Breguet Bre 14 A2 by AZ Model
Kit No. AZ 7204
Decals: Three versions by Tally Ho - Two for French Air Arm reconnaissance aircraft; one for Czech Air Force circa 1919.
Comments: Limited run kit, photo-etch details for cockpit and rear Scarff ring for Lewis guns
The Breguet 14 was a French biplane bomber and reconnaissance aircraft of World War I. It was built in very large numbers and production continued for many years after the end of the war. Apart from its widespread usage, it was noteworthy for becoming the first aircraft in mass production to use large amounts of metal rather than wood in its structure. This allowed the airframe to be lighter than a wooden airframe of the same strength, in turn making the aircraft very fast and agile for its size, able to outrun many of the fighters of the day. Its strong construction was able to sustain much damage, it was easy to handle and had good performance. The Breguet 14 is often considered one of the best aircraft of the war.
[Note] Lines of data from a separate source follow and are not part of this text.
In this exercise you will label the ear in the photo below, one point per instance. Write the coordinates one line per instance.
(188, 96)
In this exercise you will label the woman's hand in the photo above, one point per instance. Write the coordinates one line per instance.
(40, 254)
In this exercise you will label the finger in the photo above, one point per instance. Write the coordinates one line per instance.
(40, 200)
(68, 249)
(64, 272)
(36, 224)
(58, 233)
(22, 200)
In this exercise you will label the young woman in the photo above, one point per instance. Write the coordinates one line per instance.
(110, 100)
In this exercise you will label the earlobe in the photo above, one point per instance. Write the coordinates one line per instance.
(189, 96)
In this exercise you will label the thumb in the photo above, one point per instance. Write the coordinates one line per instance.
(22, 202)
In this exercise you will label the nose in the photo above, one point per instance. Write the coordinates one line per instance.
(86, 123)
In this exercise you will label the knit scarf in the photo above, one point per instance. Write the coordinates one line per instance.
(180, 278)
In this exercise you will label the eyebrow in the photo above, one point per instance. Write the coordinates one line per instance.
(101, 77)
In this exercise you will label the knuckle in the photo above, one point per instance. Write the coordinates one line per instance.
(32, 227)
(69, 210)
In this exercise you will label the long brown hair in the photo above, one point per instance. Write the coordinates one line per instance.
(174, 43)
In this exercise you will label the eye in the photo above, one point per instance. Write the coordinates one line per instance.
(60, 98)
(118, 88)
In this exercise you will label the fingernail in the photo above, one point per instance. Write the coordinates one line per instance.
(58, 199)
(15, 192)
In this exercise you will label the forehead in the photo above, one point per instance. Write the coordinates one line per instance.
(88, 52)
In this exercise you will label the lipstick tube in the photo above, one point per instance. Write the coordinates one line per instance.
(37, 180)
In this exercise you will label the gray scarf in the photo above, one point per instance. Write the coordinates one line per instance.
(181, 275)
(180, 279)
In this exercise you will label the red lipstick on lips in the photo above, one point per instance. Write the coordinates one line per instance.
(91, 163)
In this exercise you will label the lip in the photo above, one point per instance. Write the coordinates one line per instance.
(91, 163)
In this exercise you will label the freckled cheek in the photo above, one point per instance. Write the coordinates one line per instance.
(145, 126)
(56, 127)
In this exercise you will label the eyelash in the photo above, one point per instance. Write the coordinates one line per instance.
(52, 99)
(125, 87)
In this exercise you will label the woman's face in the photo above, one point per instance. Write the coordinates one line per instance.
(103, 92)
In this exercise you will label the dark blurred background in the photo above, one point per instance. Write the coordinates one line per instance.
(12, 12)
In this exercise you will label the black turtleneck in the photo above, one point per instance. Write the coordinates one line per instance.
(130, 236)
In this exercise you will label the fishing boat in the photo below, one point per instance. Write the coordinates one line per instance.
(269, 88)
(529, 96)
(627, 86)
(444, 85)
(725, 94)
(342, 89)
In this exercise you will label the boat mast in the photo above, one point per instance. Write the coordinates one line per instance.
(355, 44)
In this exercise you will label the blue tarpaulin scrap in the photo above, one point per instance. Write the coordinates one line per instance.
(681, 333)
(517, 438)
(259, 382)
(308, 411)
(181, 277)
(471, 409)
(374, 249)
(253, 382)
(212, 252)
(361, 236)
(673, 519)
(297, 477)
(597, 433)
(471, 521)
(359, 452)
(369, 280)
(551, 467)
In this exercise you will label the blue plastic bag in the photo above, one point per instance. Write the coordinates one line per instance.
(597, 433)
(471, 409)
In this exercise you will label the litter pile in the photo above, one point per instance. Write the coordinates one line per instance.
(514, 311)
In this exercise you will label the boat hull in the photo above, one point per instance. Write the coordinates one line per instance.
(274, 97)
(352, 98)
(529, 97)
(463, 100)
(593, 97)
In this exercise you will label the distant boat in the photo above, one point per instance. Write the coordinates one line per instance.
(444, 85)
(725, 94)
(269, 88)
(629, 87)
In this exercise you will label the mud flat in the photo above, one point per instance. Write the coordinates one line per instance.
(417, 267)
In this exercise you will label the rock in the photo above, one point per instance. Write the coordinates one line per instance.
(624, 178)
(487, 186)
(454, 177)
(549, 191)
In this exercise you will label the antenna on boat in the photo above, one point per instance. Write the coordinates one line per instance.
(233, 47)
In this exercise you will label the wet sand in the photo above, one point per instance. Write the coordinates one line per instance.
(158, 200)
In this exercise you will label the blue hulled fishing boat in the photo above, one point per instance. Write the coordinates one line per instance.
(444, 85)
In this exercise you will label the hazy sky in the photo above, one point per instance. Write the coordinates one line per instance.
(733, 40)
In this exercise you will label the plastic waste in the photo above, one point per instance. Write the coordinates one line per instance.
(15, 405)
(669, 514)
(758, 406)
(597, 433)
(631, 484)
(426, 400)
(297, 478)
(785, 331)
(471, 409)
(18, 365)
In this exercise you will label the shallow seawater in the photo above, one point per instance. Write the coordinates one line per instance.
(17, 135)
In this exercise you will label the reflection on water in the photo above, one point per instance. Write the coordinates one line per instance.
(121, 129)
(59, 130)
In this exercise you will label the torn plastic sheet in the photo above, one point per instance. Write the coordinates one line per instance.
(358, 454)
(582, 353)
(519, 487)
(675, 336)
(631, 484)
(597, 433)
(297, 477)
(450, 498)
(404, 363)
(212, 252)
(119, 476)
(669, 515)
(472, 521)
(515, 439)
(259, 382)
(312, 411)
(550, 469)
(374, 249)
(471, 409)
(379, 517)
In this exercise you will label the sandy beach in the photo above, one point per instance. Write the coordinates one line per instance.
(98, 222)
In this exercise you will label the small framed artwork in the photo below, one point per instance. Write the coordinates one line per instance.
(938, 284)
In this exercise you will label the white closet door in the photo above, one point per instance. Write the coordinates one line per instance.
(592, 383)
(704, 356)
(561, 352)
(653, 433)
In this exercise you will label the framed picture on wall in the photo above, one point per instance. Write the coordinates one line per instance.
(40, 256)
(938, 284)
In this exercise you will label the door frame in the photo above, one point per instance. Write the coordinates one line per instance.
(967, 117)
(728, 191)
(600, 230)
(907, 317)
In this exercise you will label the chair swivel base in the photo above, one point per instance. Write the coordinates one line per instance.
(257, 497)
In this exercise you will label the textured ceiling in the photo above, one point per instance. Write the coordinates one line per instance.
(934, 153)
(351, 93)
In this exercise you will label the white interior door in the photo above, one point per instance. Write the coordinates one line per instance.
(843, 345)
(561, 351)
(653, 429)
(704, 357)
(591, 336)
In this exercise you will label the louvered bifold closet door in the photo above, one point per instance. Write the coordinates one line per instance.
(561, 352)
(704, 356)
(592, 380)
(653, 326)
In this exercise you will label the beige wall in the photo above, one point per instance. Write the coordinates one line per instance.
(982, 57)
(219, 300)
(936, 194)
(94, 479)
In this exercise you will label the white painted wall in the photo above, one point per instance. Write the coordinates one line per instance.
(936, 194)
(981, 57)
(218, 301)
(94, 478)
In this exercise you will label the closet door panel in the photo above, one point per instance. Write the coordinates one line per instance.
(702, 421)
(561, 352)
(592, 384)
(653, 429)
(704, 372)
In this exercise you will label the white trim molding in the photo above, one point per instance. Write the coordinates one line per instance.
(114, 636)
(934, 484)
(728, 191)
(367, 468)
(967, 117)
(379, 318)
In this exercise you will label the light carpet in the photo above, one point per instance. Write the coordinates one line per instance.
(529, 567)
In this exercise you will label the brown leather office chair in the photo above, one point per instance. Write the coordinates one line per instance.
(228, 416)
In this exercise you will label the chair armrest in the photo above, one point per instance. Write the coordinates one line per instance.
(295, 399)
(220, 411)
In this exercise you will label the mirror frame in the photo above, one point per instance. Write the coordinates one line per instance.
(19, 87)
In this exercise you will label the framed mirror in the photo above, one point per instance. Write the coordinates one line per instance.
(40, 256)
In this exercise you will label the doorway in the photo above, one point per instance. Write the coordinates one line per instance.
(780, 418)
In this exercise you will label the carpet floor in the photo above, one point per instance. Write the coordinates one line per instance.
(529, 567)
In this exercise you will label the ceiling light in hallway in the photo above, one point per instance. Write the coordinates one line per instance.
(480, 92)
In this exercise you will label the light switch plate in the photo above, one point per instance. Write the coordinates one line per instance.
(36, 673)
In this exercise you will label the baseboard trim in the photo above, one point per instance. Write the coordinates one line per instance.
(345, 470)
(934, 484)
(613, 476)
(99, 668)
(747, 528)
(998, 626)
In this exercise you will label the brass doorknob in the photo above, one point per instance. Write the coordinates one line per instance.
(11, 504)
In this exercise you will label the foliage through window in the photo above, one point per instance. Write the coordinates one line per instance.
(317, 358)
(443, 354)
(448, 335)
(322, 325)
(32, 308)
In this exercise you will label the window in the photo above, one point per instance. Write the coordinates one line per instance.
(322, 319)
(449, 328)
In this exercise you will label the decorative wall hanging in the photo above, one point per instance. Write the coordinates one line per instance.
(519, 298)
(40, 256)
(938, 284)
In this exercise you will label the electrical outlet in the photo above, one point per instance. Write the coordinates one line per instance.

Following evaluation in February 1917, the Breguet 14 was accepted for both these roles, and in March, orders were placed for 150 reconnaissance aircraft and 100 bombers, designated Breguet 14 A.2 and 14 B.2 respectively (by 1918 written Breguet XIV A2/B2). The A.2 was equipped with a camera, with some carrying radios, while the lower wing of the 14 B.2 was modified slightly in order to accommodate bomb racks (built by Michelin). Both variants featured automatic, bungee-cord operated aerodynamic flaps, but these were not fitted to production aircraft. A number of B2 models were equipped with the U.S.-built Liberty engine and were designated Breguet 14 B2 L.
Following successful deployment by the French, the type was also ordered by the Belgian Army (40 aircraft) and the United States Army Air Service (over 600 aircraft). Around half the Belgian and US aircraft were fitted with Fiat A.12 engines due to shortages of the original Renault 12F. By the end of World War I, some 5,500 Breguet 14s had been produced.
The type continued to be widely used after the war, equipping the French occupation forces in Germany and being deployed to support French troops in the colonies. A special version was developed for the harsh conditions encountered overseas, designated 14 TOE (Théatres des Operations Extérieures). These saw service in putting down uprisings in Syria and Morocco, in Vietnam and in France's attempted intervention in the Russian Civil War. The last trainer examples were not withdrawn from French military service until 1932.
By the time it was retired, the Breguet 14 had served in the air forces of France, Belguim, Brazil, China, Czechoslovakia, Denmark, Finland, Greece, Japan (where is was license-built by Nakajima), Siam, Poland, Spain and Uruguay.
Specifications (14 B.2)
Length: 8.87 m (29 ft. 1 in.)
Wingspan: 14.36 m (47 ft .1 in.)
Height: 3.30 m (10 ft. 10 in.)
Empty weight: 1,010 kg (2,227 lb)
Max takeoff weight: 1,536 kg (3,386 lb)
Powerplant: 1 × Renault 12Fe, 224 kW (300 hp)
Maximum speed: 175 km/h (95 kn, 109 mph)
Range: 900 km (486 nmi, 560 mi)
Service ceiling: 6,000 m (19,685 ft)
Rate of climb: 292 m/s (960 ft/min)
Wing loading: 32 kg/m² (at max. takeoff weight) (6.6 lb/ft²)
Power/mass: 145 W/kg (at max. takeoff weight) (0.09 hp/lb)
Guns: One fixed 7.7 mm (.303 in) Vickers machine gun
Two flexible 7.7 mm (.303 in) Lewis Guns for observer
Bombs: 300 kg (660 lb)
The bottom of the side-opening box has three excellent profile and top view color illustrations, with an illustration of one-half of the undersurface of the wing for all three versions: two for the French Air Arm, and one for a post-war aircraft of the Czechoslovakian Air Force. There is also a paint guide on the box bottom providing specific references for the Humbrol and Agama paint lines. The decals are by Tally Ho and appear to be of excellent quality, thin, perfectly in register and with no evidence of color bleed.
A detailed kit of an important WWI reconnaissance and attack aircraft. It is more affordable than its resin counterpart, CMK's 1/72 scale Breguet 14 B.2, by $10 - $12.00, and being mostly plastic, should provide for a simpler build. Highly recommended.